The first chapter of Escobar’s thesis explored the relationships between seed dormancy and dispersal season, finding similar results to Garwood’s in Panama: seeds dispersed during the dry season tended to be dormant, while those scattered during the rainy season were not. However, there are many kinds of savannas in the Cerrado. Some are the typical open, grass-dominated savanna, and others have a closed tree canopy. Could the same pattern be found in these different vegetations? This question was explored in the following study by the authors, where they compared the seed and germination traits in species from open and closed savannas. Although differences were expected between these vegetation types due to their contrasting microclimates, the proportion of dormant species in each savanna was statistically the same. Therefore, seed dormancy seems to be a vital mechanism in seasonal ecosystems, no matter the local conditions. While these results are pretty exciting, they raised a simple but compelling question: what happens in species with nondormant seeds?
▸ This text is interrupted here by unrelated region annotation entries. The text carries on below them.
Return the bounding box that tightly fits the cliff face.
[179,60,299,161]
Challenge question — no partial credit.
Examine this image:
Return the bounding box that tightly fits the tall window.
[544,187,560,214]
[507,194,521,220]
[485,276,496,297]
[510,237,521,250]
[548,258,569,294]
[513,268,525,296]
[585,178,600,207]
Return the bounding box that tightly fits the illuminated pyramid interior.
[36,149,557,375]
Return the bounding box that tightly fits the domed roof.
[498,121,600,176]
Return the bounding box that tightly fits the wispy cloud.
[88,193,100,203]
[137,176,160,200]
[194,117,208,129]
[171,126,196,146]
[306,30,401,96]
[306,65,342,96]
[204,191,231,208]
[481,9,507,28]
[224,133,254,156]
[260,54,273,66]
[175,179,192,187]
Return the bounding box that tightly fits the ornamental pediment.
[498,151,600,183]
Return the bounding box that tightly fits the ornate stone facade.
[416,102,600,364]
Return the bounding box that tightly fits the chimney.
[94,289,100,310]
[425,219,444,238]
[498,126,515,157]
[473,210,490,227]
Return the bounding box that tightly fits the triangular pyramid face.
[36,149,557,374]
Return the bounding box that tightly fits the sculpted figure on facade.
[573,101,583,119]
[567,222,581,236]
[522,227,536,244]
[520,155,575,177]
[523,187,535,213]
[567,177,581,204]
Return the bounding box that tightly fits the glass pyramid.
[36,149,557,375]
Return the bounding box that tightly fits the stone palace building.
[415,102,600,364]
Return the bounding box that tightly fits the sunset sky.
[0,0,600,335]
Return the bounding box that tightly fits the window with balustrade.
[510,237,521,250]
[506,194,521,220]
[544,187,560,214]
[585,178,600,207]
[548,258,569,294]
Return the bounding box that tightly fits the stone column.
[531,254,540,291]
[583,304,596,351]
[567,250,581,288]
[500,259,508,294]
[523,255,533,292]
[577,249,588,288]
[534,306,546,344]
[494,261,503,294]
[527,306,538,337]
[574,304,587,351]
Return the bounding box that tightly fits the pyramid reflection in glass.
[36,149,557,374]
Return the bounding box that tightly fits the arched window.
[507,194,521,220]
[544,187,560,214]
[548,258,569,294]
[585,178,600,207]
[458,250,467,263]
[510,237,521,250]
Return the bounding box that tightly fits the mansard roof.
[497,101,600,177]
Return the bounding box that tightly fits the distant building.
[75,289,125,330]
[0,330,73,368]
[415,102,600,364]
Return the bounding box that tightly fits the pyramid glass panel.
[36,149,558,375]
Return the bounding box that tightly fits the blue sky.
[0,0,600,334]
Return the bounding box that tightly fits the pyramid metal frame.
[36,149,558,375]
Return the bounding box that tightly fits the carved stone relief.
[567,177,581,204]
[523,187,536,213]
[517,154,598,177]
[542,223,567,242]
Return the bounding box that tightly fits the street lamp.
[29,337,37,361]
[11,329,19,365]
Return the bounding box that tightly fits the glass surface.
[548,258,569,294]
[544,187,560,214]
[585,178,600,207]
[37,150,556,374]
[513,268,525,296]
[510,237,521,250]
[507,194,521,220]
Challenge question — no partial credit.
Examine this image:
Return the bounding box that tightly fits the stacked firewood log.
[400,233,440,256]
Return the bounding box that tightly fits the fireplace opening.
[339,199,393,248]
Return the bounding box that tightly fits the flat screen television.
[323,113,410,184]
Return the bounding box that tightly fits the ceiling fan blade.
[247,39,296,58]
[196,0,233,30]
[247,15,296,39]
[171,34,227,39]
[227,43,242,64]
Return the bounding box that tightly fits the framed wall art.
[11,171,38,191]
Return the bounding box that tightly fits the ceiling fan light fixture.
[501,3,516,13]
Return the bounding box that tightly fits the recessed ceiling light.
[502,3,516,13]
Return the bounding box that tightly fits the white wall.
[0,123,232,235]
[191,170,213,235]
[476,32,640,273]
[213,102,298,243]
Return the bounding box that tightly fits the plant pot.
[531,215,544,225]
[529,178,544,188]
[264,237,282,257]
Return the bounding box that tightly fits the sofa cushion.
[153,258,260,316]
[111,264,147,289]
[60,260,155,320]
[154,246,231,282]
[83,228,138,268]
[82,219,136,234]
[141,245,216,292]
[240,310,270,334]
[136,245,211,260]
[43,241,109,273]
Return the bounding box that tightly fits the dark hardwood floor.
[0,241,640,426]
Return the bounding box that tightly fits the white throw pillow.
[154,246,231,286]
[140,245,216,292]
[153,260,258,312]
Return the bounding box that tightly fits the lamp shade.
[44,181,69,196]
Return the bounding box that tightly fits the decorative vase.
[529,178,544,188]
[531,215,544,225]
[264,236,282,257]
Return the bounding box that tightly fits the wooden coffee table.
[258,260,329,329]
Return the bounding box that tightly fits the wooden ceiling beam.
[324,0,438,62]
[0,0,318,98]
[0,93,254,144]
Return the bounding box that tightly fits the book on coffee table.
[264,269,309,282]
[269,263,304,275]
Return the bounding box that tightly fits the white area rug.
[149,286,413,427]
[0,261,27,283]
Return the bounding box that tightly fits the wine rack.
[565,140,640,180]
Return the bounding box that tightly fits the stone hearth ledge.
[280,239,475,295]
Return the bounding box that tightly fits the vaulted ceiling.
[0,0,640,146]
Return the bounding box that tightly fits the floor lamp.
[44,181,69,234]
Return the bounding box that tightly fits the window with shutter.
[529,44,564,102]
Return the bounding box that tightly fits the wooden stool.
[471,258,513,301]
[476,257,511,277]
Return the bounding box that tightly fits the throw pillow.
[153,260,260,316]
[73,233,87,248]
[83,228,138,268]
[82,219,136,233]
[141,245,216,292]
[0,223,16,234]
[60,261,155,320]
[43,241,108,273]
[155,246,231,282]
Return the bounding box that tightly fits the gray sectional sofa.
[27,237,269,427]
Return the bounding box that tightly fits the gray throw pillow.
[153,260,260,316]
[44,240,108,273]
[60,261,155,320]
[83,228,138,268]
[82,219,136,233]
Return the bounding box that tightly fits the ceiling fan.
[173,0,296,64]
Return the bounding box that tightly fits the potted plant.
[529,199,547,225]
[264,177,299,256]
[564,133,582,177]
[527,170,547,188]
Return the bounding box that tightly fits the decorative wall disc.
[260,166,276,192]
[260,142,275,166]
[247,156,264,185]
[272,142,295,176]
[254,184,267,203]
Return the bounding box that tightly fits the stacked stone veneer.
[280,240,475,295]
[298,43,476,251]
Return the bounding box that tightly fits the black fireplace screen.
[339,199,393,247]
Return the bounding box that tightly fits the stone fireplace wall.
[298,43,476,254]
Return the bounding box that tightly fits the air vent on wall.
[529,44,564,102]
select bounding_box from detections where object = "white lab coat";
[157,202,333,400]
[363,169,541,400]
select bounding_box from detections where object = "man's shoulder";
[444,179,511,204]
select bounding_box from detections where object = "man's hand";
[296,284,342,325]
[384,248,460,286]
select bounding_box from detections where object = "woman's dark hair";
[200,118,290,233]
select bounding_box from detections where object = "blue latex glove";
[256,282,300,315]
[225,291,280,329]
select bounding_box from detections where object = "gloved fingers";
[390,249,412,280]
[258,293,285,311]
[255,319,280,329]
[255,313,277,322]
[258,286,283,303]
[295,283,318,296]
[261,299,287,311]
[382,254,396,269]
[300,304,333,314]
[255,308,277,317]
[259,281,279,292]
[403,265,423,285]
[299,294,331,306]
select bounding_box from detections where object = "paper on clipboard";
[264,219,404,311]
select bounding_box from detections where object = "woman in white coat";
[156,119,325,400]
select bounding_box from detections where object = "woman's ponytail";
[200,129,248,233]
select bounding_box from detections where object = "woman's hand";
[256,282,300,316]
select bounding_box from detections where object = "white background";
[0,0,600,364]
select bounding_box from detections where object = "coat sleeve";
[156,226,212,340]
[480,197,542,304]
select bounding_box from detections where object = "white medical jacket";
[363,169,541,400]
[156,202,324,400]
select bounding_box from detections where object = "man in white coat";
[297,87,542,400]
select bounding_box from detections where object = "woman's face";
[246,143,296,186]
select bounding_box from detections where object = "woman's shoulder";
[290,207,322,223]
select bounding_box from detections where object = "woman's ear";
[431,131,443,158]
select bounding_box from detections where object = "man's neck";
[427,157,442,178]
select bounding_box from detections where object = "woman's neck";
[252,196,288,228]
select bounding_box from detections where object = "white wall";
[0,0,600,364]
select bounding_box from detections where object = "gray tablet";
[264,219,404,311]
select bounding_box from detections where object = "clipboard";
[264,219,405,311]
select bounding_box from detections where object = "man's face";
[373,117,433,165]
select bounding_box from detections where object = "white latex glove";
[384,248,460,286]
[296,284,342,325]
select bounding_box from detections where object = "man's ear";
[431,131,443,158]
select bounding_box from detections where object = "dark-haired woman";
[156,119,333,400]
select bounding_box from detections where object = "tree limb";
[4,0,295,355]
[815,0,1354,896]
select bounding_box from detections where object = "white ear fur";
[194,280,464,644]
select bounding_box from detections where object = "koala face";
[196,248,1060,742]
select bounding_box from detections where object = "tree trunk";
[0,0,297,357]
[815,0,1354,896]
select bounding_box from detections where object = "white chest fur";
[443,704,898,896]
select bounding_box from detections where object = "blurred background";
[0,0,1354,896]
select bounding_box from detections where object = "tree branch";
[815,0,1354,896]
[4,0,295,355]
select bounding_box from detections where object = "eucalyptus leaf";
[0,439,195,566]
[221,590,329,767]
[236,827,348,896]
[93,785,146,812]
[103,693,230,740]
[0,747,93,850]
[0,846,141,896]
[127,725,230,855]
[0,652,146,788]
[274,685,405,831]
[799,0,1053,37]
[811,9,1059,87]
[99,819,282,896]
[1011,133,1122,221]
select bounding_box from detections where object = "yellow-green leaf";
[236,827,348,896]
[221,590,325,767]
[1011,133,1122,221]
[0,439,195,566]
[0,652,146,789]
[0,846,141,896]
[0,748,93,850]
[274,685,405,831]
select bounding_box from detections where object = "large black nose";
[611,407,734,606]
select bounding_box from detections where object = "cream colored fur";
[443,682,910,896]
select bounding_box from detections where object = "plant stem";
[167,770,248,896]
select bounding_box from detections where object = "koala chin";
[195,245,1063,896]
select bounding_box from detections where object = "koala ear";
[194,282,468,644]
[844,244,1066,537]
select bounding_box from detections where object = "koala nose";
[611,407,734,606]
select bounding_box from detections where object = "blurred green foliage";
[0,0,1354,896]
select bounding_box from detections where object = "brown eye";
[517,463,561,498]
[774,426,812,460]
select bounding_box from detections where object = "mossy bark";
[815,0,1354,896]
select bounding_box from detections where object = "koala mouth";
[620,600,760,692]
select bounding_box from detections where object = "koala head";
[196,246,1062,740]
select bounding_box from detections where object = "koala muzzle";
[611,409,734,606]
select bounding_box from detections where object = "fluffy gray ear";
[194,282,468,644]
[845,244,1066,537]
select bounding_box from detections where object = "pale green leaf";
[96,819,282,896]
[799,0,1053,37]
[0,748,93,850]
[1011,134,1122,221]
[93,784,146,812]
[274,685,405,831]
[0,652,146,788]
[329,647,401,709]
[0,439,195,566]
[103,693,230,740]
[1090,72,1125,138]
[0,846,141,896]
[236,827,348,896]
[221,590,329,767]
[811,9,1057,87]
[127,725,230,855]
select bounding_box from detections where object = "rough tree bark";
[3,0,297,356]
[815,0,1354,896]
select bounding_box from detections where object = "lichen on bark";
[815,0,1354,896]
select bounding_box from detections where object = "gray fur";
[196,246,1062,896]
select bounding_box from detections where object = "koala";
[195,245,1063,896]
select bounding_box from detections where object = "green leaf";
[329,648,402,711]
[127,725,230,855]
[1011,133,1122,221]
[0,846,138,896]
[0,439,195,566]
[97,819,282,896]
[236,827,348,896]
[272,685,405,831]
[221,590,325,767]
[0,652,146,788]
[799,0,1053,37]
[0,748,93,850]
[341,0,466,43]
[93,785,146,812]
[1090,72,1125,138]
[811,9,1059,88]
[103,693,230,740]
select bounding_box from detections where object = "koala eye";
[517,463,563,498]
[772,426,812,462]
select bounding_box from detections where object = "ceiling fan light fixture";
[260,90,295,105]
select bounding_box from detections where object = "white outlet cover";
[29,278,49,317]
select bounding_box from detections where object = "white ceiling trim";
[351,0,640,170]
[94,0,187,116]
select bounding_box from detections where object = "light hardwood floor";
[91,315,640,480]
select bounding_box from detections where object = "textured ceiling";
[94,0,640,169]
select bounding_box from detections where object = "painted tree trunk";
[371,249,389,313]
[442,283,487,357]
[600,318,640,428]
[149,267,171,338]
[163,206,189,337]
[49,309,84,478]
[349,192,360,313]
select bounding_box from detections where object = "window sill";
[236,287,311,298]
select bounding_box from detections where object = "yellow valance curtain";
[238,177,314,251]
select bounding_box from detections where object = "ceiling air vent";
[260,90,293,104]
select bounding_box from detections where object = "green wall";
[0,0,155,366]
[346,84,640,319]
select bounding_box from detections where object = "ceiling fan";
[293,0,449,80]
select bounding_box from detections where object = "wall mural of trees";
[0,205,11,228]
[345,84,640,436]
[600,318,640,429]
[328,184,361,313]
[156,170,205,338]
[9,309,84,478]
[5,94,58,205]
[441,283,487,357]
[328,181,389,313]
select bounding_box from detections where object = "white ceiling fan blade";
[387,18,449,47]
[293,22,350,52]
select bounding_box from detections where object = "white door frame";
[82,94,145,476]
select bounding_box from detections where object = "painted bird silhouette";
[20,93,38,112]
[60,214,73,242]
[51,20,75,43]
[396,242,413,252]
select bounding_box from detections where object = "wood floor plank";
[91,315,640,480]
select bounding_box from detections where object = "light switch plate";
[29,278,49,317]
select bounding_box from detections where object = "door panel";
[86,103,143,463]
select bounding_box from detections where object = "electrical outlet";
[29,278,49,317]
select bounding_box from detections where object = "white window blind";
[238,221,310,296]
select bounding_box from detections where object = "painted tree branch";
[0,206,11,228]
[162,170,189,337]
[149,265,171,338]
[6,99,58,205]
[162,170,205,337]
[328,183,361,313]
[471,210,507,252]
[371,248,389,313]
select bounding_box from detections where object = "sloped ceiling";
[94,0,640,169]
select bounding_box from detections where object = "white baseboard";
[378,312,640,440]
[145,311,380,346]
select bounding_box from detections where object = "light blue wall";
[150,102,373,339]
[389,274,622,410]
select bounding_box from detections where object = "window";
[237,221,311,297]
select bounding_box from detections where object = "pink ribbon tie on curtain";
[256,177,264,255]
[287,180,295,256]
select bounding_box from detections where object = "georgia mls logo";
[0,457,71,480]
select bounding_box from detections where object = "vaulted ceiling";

In the end, species that produce dormant seeds were as abundant as those with nondormant ones. Are they condemned to a life full of risks by germinating in the dry season? Sure, they might disperse their seed just before the rainy season starts, but that is all they can do? All these questions led to the third chapter of Diego’s PhD, which was recently published in Oikos.
The authors evaluated the dispersal ecology and germination behaviour of 82 Cerrado species, focusing on 1) dispersal season and syndrome, 2) the presence of seed dormancy and 3) temperature requirements for germination. Each of these features represents different ways plants can control when to germinate and balance risks. We have already discussed that dormancy is a way to ensure germination at the most suitable times. Dispersal season is a rather logical one: there is no risk for your seeds to germinate during the dry season if you release them during the rainy season! On the other hand, germination requirements establish the environmental conditions where seeds can germinate. So, if seeds have evolved to germinate in a narrow temperature range, germination will be restricted to the part of the year where these temperatures occur. Contrastingly, if germination occurs under a wide range of conditions, seeds can germinate almost anytime.
Now, to understand the relationship between dispersal syndrome –the means employed to transport seeds from one place to another– and risk, we will imagine ourselves as seeds again. Would you want to be dispersed as long as possible from your mother plant, or would you like to stay near them? Both alternatives are tempting. If you stay near your mother plant, you can be sure you are in a place ideal for your growth. In the end, your mother plant got there and was able to thrive and have you! In that scenario, you would place safe and wouldn’t need any particular structure or assistance for your dispersal; you just need to fall to the ground. However, what if there were better places to grow far from your mother plant? You might want to take the risk and develop some structures to be dispersed by the wind or attract some animals that could carry you. But, you might get to that distant place and find yourself in a harsh place to live.
Interestingly, Escobar and his colleagues show that dispersal season, dormancy and temperature requirements can be combined to produce different strategies that restrict germination to the rainy season. Three main combinations were identified, including the two described in their previous studies: dispersal of dormant seeds during the dry season and release of nondormant seeds during the rainy one. The third strategy was based on the association between dispersal season and germination temperatures. They found that seed dispersal season and temperature germination requirements were highly correlated so that species dispersed during the dry season required warmer temperatures to germinate. In other words, the seeds dispersed during the dry season are unlikely to germinate right away because temperatures typical of this season were below the species’ temperature range. The most fascinating aspect of this result is that the relationship between dispersal season and temperature requirements was independent of seed dormancy. So, this research shows that seed dormancy is not a prerequisite to avoiding germinating during the dry season!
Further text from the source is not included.